The total consumption poverty line (TCPL) for an average of five persons stood at $3 159,52 in October 2019.

This means that an average household required that much to purchase both food and non-food items for them not to be deemed poor, of which they cannot afford.

Inflation causes cost of living expenses to regularly increase. As the price of everyday items such as food, housing, gas, clothing, and utilities rises, your employees spend more.

To remain in a consistent financial situation, employee wages must go up as living expenses go up.

Cost of labour overtaken by the minimum cost of living

The current situation is dire and everyone knows that most employees and some employers as well are severely incapacitated and we are facing an existential crisis, a real crisis of existence.

It is very crucial to highlight that currently the cost of labour seems to be unfair as it is lagging behind the cost of living.

In actual fact, when normal cost of living has overtaken the cost of labour, employees are affected more as they will be left incapacitated.

Expectations vs reality

There is a widening gap between employee expectations and the reality of what organisations can reasonably offer them, which could prove toxic to companies if left unaddressed.

Zimbabwean employers need to make the connection between actions, outcomes and rewards clear in the context of business performance.

Organisations must put their communication strategies around pay to ensure they are having the desired impact.

It is important that employees are rewarded for their hard work and loyalty.

Restructure the wage system

A cost-of-living raise is an increase in pay that is intended to keep the buying power of an employee’s salary the same during a period of inflation.

Without a cost-of-living raise, the declining value of the dollar would leave workers with less real money in their pockets.

Employee remuneration has been eroded.
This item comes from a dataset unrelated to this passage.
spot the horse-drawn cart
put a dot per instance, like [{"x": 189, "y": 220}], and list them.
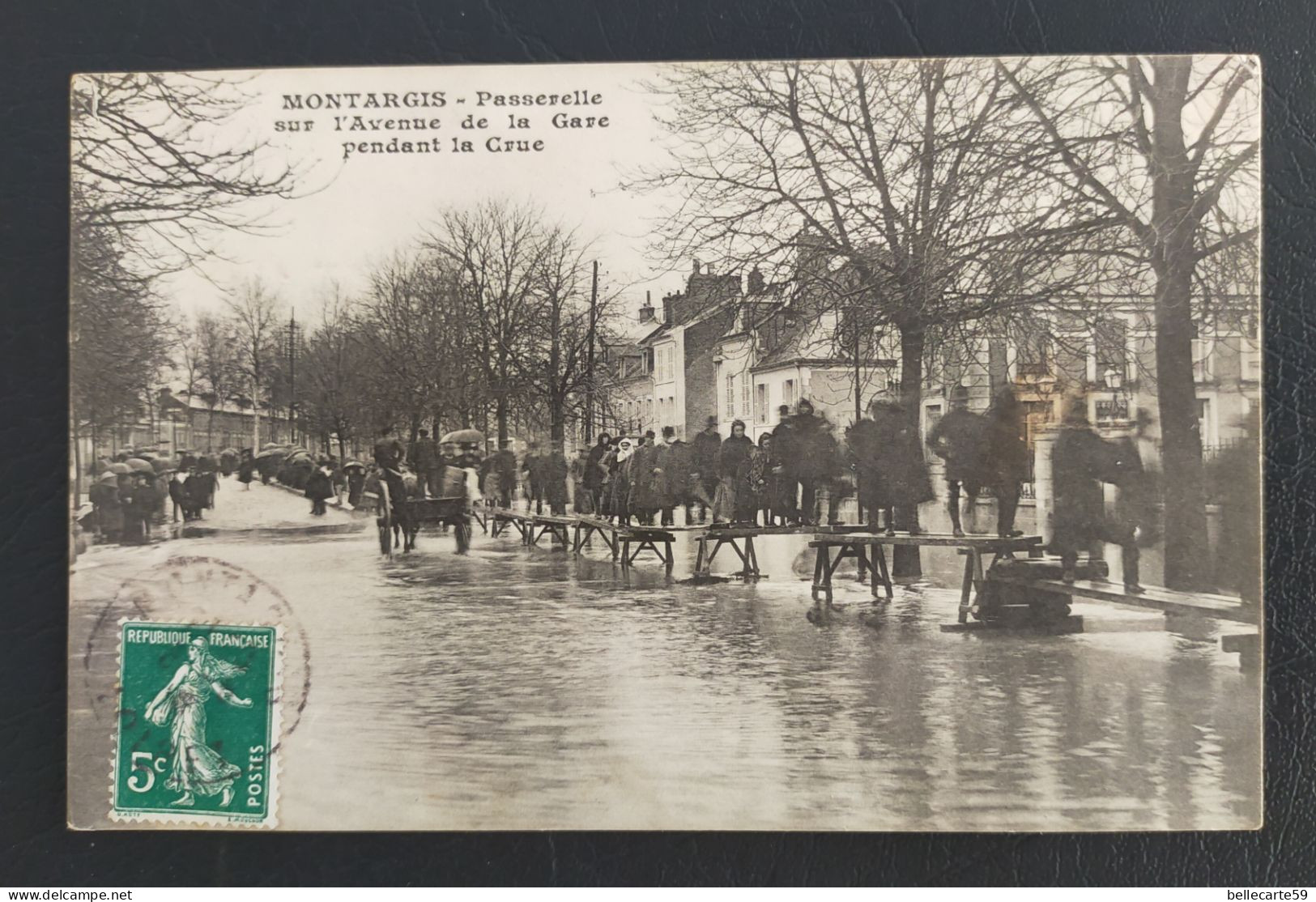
[{"x": 402, "y": 524}]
It is known that at this stage most employees are struggling to make ends meet given the devaluation of their salaries and rising inflation.

The increase in inflation has impacted on how employers structure their remuneration.

To tackle cost of living pressures and maintain sustainability of remuneration, it may be necessary to look at the following options.

Linking wages to productivity

By directly linking wages with productivity, the employee is continuously rewarded for hard work, which drives him to produce more profits for the business.

The relationship between productivity and wages is a central issue for fair distribution between labour and capital.

Productivity can be defined as the amount of goods and services (output) produced in the economy for every unit of labour.

For example, output per worker and output per hour of work are both productivity measures.

When output per worker increases, workers’ contributions to the firm’s revenue increases causing demand for workers to increase also.

NEC pay structures to be continuously reviewed

The institutional wage negotiation setting in the private sector (NECs) through overall good, their role has been relegated to once-off wage negotiations.

It is critical that the role of the NECs be realigned so that they also consider their main role of representing the workers.

Key business decisions may occasionally require consideration of both cost of labour and cost of living in the analysis.

If companies haven’t effectively realigned employee expectations around compensation, workers will harbour bad feelings about how they are recognised and rewarded.

They may simply choose to “quit in seat”.

When they decide to quit in seat it means they will be coming to work, but disengaged and that has a great danger of compromising the performance of the organisation.